When the Adaptyv competition results were announced in late September, Naka was disappointed. Although all ten of his entries looked strong, none of his designs worked in the lab. Only 5 of the 147 designs that were tested actually bound to the target molecule. And more than 50 of them couldn’t even be made.
That actually isn’t bad: past efforts to design EGFR binders have had much lower success rates. “It’s par for the course in protein engineering — you have to be ready to fail a lot,” Naka says. The winners were Martin Pacesa and Lennart Nickel, structural biologists at the Swiss Federal Institute of Technology (EPFL) in Lausanne, who posted a preprint describing their approach and made its code open-source (M. Pacesa et al. Preprint at bioRxiv https://doi.org/nmfm; 2024).
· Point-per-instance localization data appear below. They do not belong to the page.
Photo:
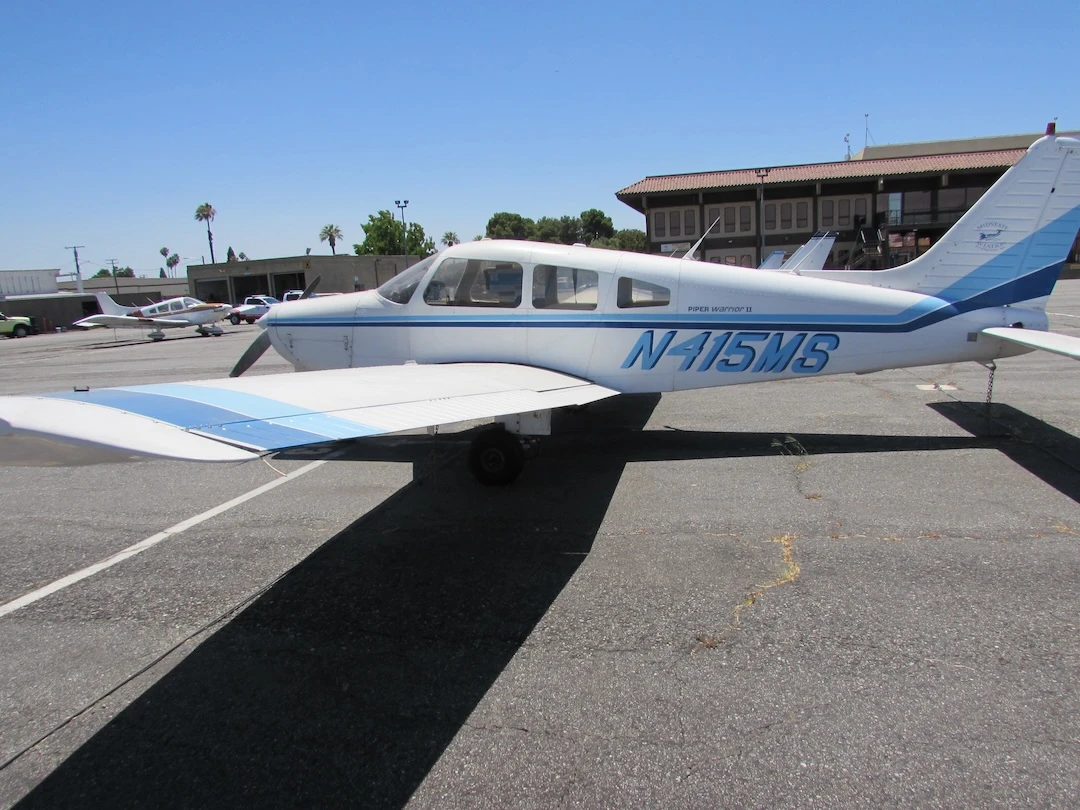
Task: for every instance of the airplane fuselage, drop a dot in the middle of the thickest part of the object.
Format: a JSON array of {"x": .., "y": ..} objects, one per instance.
[{"x": 637, "y": 323}]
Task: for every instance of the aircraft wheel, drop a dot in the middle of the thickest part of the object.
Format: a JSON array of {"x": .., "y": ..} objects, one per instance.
[{"x": 496, "y": 458}]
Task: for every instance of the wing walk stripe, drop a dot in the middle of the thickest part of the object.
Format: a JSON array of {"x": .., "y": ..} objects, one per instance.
[
  {"x": 255, "y": 406},
  {"x": 205, "y": 419}
]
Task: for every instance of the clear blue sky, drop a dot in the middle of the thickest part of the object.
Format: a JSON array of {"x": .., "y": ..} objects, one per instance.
[{"x": 120, "y": 118}]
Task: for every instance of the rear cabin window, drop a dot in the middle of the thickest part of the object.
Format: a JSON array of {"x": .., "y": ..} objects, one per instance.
[
  {"x": 475, "y": 283},
  {"x": 637, "y": 293},
  {"x": 564, "y": 287}
]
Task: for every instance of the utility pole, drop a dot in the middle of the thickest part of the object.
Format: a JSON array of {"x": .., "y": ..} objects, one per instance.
[
  {"x": 115, "y": 282},
  {"x": 78, "y": 273},
  {"x": 403, "y": 205},
  {"x": 761, "y": 174}
]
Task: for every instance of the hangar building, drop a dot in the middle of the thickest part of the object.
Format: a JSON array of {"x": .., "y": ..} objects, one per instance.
[{"x": 888, "y": 203}]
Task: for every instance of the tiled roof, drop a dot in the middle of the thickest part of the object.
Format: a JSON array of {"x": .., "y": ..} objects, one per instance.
[{"x": 814, "y": 172}]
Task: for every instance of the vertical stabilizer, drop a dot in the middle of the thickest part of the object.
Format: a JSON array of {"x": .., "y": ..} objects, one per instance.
[{"x": 1011, "y": 245}]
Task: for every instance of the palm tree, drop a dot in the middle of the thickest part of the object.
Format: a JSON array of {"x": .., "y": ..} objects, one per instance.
[
  {"x": 331, "y": 233},
  {"x": 205, "y": 213}
]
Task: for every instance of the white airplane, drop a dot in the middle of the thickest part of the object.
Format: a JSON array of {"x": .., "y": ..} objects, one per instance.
[
  {"x": 169, "y": 314},
  {"x": 513, "y": 329}
]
Adaptyv has now launched a second competition that builds on the first.
Naka wishes he had started working on his entries earlier. He describes his hackathon as “type 2 fun” — painful at the time, but enjoyable in retrospect. Through the competition, he forged connections with like-minded scientists, including Gitter. “It feels like it lowered the barrier to entry and let a lot of new people participate in protein design,” he says. “I’ll definitely be participating in similar events in the future.”